Imagine the financial economy as an Olympian realm, residing in the clouds, where traders play with financial assets, and Zeus-like, bored, come down to earth and mate/create mischief. You see it in the papers, when somebody builds a four-lot single-family house in a prime location in a major city. You see it in a bar, when a trader snags a beautiful, classically educated Yalie. However, doing this takes than a half percent of their assets -- the rest of their assets continue to float around in the financial economy, because, in that economy, they get returns of more than twenty per cent per annum.

So the financial economy -- where centimillionaires and even billionaires, insulated from the prying eyes of the Forbes 400 list by layers of discretion -- has this incredible concentrated power -- liquidity -- that does not disrupt the real world as long as it stays in its universe. The commodity bubble in the Summer of 2008, when the financial economy completely disrupts the real world, and temporarily doubles food prices on the whole planet, but then the bubble bursts when the financial economy realizes that people cannot afford to pay double prices to eat.

But where does all that money come from?
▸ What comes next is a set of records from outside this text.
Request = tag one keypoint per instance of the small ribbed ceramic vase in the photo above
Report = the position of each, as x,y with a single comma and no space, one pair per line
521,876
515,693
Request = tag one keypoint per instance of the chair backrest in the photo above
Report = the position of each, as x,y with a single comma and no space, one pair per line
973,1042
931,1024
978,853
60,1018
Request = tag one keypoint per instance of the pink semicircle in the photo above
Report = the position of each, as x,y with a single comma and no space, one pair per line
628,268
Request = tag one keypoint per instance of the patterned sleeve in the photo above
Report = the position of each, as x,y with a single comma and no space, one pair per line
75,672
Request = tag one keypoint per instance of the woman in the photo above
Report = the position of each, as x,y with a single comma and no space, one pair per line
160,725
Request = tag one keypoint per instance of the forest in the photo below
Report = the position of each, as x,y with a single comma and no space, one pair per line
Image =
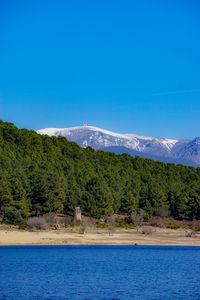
42,175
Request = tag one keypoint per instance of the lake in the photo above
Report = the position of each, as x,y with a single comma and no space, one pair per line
99,272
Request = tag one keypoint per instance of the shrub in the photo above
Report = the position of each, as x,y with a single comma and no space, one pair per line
196,228
171,225
50,219
13,216
190,234
157,222
37,223
147,230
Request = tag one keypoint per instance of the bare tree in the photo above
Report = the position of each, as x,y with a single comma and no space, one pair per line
137,217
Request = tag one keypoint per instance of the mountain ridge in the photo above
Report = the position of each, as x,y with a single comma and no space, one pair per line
186,152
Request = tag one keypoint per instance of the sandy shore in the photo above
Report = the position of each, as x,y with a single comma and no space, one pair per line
178,237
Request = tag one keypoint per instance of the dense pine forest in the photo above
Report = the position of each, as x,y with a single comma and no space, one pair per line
42,174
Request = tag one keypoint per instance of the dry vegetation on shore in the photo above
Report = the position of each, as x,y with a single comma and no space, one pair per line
10,235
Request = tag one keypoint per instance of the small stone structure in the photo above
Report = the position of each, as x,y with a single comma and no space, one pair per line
77,214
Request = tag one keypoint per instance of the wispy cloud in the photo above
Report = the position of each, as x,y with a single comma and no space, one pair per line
176,92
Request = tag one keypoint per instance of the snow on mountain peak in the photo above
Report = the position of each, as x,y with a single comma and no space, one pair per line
97,138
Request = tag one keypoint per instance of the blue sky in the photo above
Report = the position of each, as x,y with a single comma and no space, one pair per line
126,66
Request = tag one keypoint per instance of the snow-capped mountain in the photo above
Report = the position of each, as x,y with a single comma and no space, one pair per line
168,150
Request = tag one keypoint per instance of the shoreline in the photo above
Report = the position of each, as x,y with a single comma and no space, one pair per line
160,237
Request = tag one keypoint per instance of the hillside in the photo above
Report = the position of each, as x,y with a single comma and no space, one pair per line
41,174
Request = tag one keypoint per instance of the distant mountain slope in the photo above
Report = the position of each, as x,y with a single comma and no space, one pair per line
168,150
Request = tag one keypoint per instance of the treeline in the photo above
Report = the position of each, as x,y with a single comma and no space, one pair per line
42,174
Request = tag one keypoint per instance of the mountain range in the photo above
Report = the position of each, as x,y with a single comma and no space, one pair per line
185,152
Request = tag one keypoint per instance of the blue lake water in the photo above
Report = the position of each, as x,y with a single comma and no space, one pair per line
99,272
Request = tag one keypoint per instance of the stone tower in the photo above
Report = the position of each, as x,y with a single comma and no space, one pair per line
77,214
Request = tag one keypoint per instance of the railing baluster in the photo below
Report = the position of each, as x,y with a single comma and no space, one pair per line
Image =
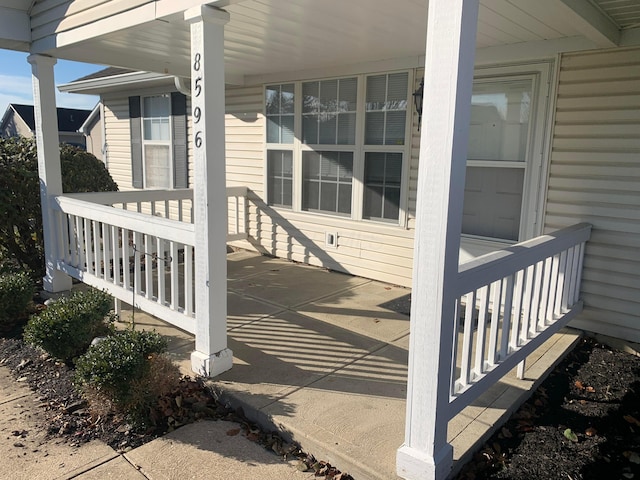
188,280
138,251
535,299
467,339
562,268
544,297
481,344
162,258
494,330
175,278
148,265
506,317
115,238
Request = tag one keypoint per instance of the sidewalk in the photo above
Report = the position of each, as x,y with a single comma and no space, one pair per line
203,450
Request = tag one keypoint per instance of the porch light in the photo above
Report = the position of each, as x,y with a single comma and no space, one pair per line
417,100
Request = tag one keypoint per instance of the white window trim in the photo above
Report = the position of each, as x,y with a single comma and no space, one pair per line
535,165
145,142
359,149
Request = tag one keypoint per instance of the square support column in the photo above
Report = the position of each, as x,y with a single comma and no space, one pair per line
49,170
211,356
448,83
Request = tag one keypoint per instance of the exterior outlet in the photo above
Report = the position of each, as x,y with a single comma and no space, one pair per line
331,239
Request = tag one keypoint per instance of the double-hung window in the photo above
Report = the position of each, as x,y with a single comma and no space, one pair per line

Mostly it is created by central banks, keeping interest rates low, so money-center banks can take profits and avoid losses since it costs them nothing to hold losses on their books. Keeping interest rates low allows Obama to present the fiction that insolvent banks are doing fine.

Other than bank failures, what would happen if the Fed started raising rates? Money would shift into the real economy, with the immediate consequence that wage-earners would be competing with all this extra money for the same goods in the universe. And that would economic dislocation -- the equivalent of reducing most people's pay by half or two thirds -- would have immediate political consequences.

And, that of course, is why the Fed is keeping rates low, and why Obama is not earnestly trying to shut down the financial party. When the party is shut down, the revelers would stream into the village, but the longer they spend in their own world, the more disruptive they will become when they merge with ours.

Saturday, January 02, 2010

When Palinolithic Republicans assert that the Reagan years were a particularly happy time for America, and refreshed joy awaits the country if we return to them, they neglect that the burst of pent-up entrepreneurialism was only possible because it had been pent-up for so long, and, more subtly, that the redistributive income taxes from 1930 to 1980 had reduced the economic clout of the established financial aristocracy, creating a vacuum at the top that motivated people into superhuman acts of achievement.

Middle America spent the last ten years distracted by terrorism, pornography and survival, while mega-wealthy individuals have been quietly solidifying their economic position, to the point where we are at the genuine risk of an intergenerational aristocracy that will stifle entrepreneurialism for years to come and a return to the Reagan era of easy money and deregulation would accelerate that trendency.

Friday, January 01, 2010

No wonder our resolutions are so short-lived

Of all the Julian crimes, starting the year in the Dead of Winter rather than the Opening of Spring, is a typical authoritarian dick-move -- it desynchronizes civilization from the rhythms of nature, and increases people's reliance on godlike leaders.